The Egyptian Industrial Waste Exchange initiative saw 25 transactions, weighing 200 tonnes in six months, while the number of registered companies reached 148.
The Industrial Waste Exchange is one of the activities of the IWEX project “Green Growth: Industrial Waste Management and Promotion of Small and Medium Industries, and Entrepreneurship in Egypt”, funded by the Middle East North Africa Transition Fund, through the African Development Bank.
Head of the Egypt National Cleaner Production Centre (ENCPC), of the Ministry of Trade and Industry, Ali Abu Senna, told Daily News Egypt, that the cost of establishing the exchange reached $30,000, adding that 148 companies have already registered, while the centre plans to boost the number to 4,000 companies in 2019.
He explained that the purpose of establishing waste exchange between companies, is to promote the industry, and manufacture value-added local products and services.

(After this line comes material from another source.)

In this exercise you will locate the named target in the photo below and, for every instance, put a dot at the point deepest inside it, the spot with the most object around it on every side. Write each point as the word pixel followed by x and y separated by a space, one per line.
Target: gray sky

Moreover, he pointed out that it also represents an important opportunity for Egyptian manufacturers to exchange their industrial waste, to be used as inputs in different industries, thereby contributing to raising manufacturers’ added value, and also reducing the environmental impact of these wastes.
Among the deals was the waste exchange between Oriental Weavers, and Chloride Egypt. As a result of this deal, Oriental Weavers was able to obtain a new source of income through selling its industrial waste, while Chloride Egypt found a new reliable source of raw materials.
The exchanged waste included textiles, leather, tires, motor oils, greases, pesticides, metals, and paints.
Meanwhile the listed companies operating are located in the 10th of Ramadan City, Ataqa, Al Amiriya, Sadat City, Ain Sokhna, Sixth of October City, among other areas.
Abu Senna said that a Dutch company is negotiating with the ministry of industry, to set up a waste recycling project in Egypt, with investments worth $10m. The purpose of this project is to obtain the waste of potato washing, to extract starch for the plastic industry.